Meanwhile Burke and McCleery have bought YMI Studio on La Brea, renaming it and bringing Crowley along to work with them. Liberation Yoga has the outward trappings of a potential success: valet parking, a graceful garden, and a good location on the fancy furniture strip. But for the trio, deep physical and spiritual teaching is the heart of the studio — and of liberation itself. “We want to create a space for people where they will have our respect and trust to realize themselves,” Burke says. “Yoga’s not about the answers but the questions.”
One question that lingers is whether things have worked out best for the center. “I have received many calls from students and teachers connected to the center, and most of them have been negative about the changes,” comments founder Ganga White. “Yoga is in a time of great growth, change and mutation. Mutations can be evolutionary or detrimental. I hope [the center] maintains the broad and open-minded perspective for which it has become known and respected.”
Before Yoga Works acquired the Center for Yoga, the Larchmont location had one of the highest numbers of monthly student visits of any single studio: 5,135 in July 2003. The visits have inched up 7 percent to 5,488 this year, not the dramatic climb of other Yoga Works acquisitions, especially when you consider that students with Yoga Works passes can now take classes there for free. While the center’s status seems more or less secure for now, it remains to be seen if the studio will become emblematic of American yoga’s future or its past.

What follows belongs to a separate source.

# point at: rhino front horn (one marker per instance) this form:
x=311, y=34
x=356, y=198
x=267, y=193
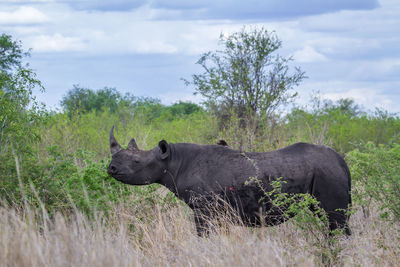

“Los Angeles today is to yoga what Paris in the 1920s was to literature and art,” says instructor Sydney Coale Light, who left Yoga Works because of its business practices.
“Some of the best teachers in the world are centered here, and this is a highly creative moment. Whenever you have enormous creativity and growth, there’s a lot of power, and people like George Lichter are attracted to it. But I don’t see Yoga Works as an evil empire.
I see their actions as a huge opportunity for teachers to ask themselves ‘Is this how we want the yoga world to run?’ and then take it to the next place.”